Friday, August 19, 2016
Fine performances of late Atterberg
The Chandos Atterberg Orchestral Works series with Neeme Jarvi conducting the Gothenburg Symphony has been one of the most important new recording projects in the past few years. This fifth volume includes two late symphonies, written during and after the 2nd World War. By that time both of the great Scandinavian symphonists were finished: Nielsen was dead and Sibelius silent. Atterberg, once seen as a progressive composer who had to fight against conservative resistance, was now something of a musical reactionary.
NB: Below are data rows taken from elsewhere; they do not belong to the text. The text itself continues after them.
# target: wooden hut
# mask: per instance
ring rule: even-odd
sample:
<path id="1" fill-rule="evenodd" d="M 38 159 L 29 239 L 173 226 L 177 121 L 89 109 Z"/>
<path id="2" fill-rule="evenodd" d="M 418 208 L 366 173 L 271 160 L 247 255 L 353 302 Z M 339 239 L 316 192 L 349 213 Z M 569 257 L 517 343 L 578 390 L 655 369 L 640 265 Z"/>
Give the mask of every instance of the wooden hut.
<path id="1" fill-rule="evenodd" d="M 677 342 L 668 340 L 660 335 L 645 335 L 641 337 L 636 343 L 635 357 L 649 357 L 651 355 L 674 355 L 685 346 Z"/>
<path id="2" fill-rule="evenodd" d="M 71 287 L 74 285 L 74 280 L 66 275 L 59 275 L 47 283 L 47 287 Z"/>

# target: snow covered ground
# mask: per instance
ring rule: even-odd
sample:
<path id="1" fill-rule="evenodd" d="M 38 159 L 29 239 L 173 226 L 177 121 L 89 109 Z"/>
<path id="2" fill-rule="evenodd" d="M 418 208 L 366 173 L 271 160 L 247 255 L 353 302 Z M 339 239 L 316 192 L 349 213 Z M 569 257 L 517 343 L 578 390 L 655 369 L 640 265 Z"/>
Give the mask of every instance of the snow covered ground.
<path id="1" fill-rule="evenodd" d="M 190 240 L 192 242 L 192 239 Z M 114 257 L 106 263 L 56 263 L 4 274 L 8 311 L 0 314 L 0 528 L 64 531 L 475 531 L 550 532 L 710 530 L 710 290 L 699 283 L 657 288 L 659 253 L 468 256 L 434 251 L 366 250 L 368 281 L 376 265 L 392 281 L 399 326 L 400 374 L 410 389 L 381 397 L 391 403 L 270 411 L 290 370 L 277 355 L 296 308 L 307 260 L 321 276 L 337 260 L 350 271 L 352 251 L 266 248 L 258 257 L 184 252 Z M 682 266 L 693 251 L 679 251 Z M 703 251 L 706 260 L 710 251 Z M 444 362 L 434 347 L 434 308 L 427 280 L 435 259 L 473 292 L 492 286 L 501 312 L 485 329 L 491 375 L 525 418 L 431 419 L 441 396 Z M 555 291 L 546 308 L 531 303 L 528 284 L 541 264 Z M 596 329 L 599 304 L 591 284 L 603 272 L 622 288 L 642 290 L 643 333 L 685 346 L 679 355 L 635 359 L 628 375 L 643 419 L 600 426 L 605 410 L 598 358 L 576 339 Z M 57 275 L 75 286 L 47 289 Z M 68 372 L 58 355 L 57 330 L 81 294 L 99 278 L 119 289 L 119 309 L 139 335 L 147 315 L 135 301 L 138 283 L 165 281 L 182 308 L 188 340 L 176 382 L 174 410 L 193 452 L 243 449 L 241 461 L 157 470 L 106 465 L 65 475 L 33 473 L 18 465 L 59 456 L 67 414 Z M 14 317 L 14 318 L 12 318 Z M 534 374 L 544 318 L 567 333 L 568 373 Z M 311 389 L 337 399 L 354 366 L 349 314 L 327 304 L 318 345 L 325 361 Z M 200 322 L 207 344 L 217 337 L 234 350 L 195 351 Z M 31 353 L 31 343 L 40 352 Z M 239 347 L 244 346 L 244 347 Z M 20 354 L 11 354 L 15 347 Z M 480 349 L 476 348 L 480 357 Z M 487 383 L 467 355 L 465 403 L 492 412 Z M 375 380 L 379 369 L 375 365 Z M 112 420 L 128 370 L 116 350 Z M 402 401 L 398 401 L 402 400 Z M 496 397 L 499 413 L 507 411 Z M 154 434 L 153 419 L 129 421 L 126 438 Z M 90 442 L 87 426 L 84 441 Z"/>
The Sinfonia romantica, number 7, has Atterberg's patented sound, reminiscent of Richard Strauss and Hans Pfitzner, though the jolly third movement sounds more to me like Eric Coates and the golden age of British Light Music. The music sounds the same, but it seems much less authentic to me, and more like ersatz Romanticism than the ecstatic 3rd Symphony of 1916. I think Atterberg was more concerned with making a point about how music had moved away from tonality than he was to express any inner urge to compose. It's often lovely, nevertheless. Atterberg's 9th Symphony, the Sinfonia visionaria, was written in the mid-1950s, as a depiction of evil and the apocalypse. Once again musical politics are at the front of Atterberg's mind, and a 12-tone motive becomes his version of diabolus in musica. This is a serious work, with hauntingly beautiful passages, but it all seems just a little bit generic.
Though I'm less than impressed with the music itself than I have been with any of the previous discs in this series, there isn't a single quibble I have with the performances. Anna Larsson and Olle Persson add character and humanity in their parts of the 9th Symphony, and the Gothenburg Symphony Chorus and Orchestra sing and play beautifully. Jarvi makes a better case for the 9th than does Ari Rasilainen on CPO, though the two versions of the 7th are for me a dead heat.